Mammoth Lakes Fire Protection District gearing up for fire season

submitted by Thom Heller

Now that winter seems to have faded, the Mammoth Lakes Fire Protection District (MLFD) wants to remind residents of your responsibility to keep your property fire safe. Long term residents are aware of the wildland fire incidence that can occur around town and especially after dry winters and with windy, hot, dry summers. From just about anywhere in town one can see the results of previous fire activity and the scars that have been left behind.

Establishing and maintaining defensible space around our property is all of our responsibilities. We are all part of the team that will protect our community should we find ourselves in the situation of a wildfire threatening town. A well-maintained landscape enhances the beauty and value of any property— and just as importantly, the work serves as a fuel break. The goal is to keep your landscape lean, clean and green. The following steps can reduce your home’s vulnerability from the threat of wildfire and reduce your use of irrigation.

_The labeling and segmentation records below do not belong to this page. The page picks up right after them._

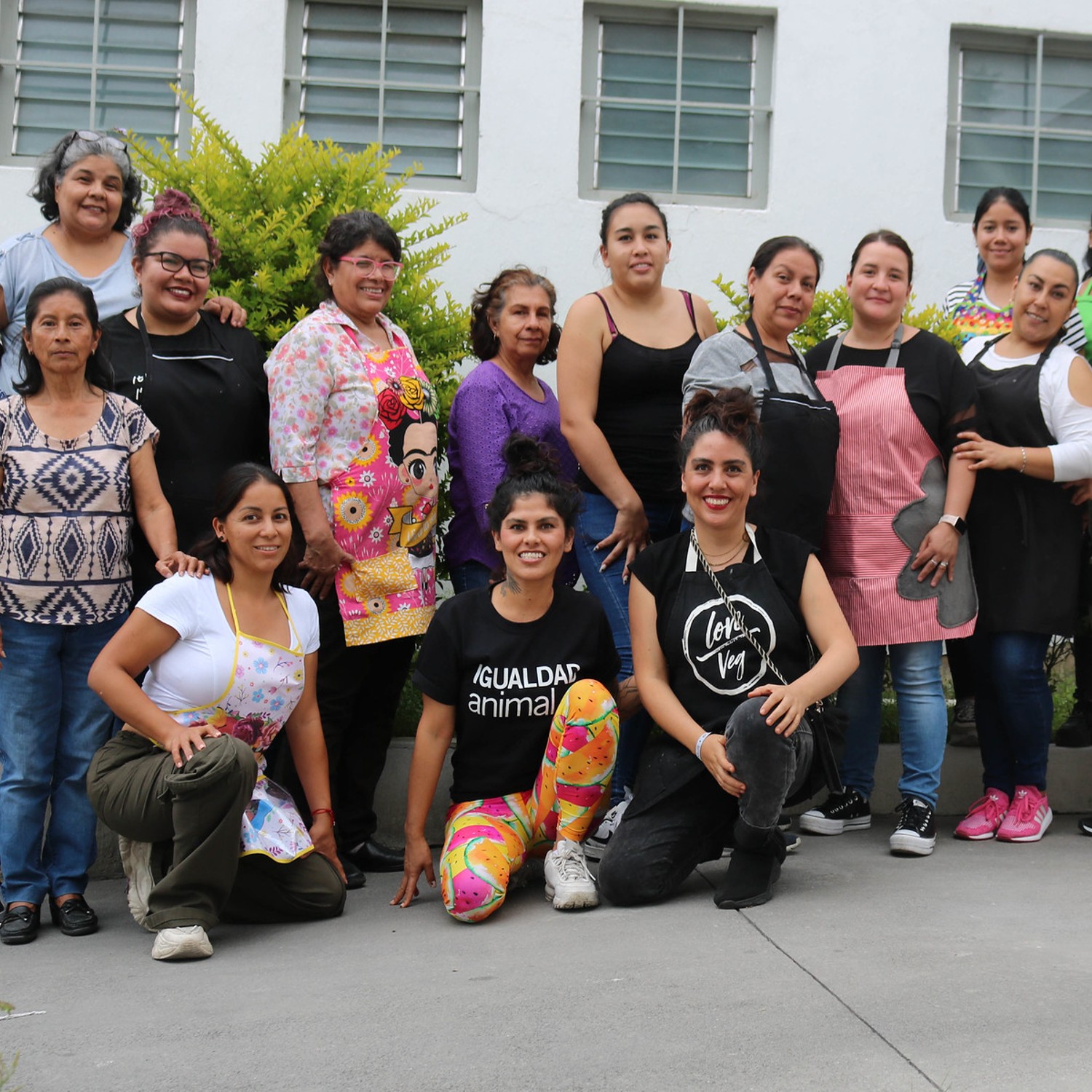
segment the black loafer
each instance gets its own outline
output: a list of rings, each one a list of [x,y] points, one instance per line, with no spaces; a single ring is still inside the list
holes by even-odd
[[[367,877],[344,853],[339,853],[337,859],[342,863],[342,868],[345,870],[345,890],[359,891],[367,883]]]
[[[40,906],[9,906],[0,918],[0,943],[28,945],[41,925]]]
[[[58,904],[49,900],[49,916],[67,937],[86,937],[98,928],[98,915],[82,894]]]
[[[406,858],[405,850],[392,850],[389,845],[372,839],[345,851],[342,855],[366,873],[401,873]]]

ZONE 1: 30 feet or more adjacent to the home and beyond attachments such as wooden decks.
Within the first 10 feet of the home, use nonflammable landscaping materials (rock, pavers), or low level annuals or perennials less than 18 inches in height. There should be nothing flammable within 10 feet of the home.
Keep this area lightly irrigated and free from dead or dry vegetation, combustible debris, and accumulations of leaf and needle litter. Plants should be carefully spaced, low growing and free of vegetation high in resins, oils, and waxes that burn easily. Mow lawns regularly.
Prune all trees up 1/3 the height of the tree or so the lowest limbs are 10-15 feet from the ground. If adjacent to a structure, prune up to the eave level. Clearance shall be a minimum of 10 feet from chimneys/stovepipes. Keep roof surfaces clear.
Thin out living vegetation 30 to 50% within this zone to decrease fire intensity and continuous path of travel.
Allow space between tops of trees to reduce the risk of crown fire.
Keep firewood stacks/piles at least 30 feet from the home. If this is not possible, from June 1 to September 30, cover entire woodpile with properly secured, fire resistive, California State Fire Marshal tagged tarp.
Water plants and trees as needed to ensure they are healthy. Do not use finely shredded mulch and mulch should be wetted periodically.
Areas around and above propane tanks need to be kept clear of vegetation for 10 feet.
ZONE 2: Approximately 30 to 100 feet from the home (if your property size permits).
Leave approximately 30 feet between clusters of two to three trees, or approximately 20 feet between individual trees. Do not remove more than 1/3 of the crown density.
Limit vegetation that serves as a link between low level vegetation and tree tops (ladder fuels).
Prune trees so branches and leaves are at least 10-15 feet above the ground.
Give yourself added protection with “fuel breaks,” such as gravel walkways, and lawns.
Remove any dead or dying material from yard and break up continuous patches of brush species to slow fire advance and decrease heat productivity.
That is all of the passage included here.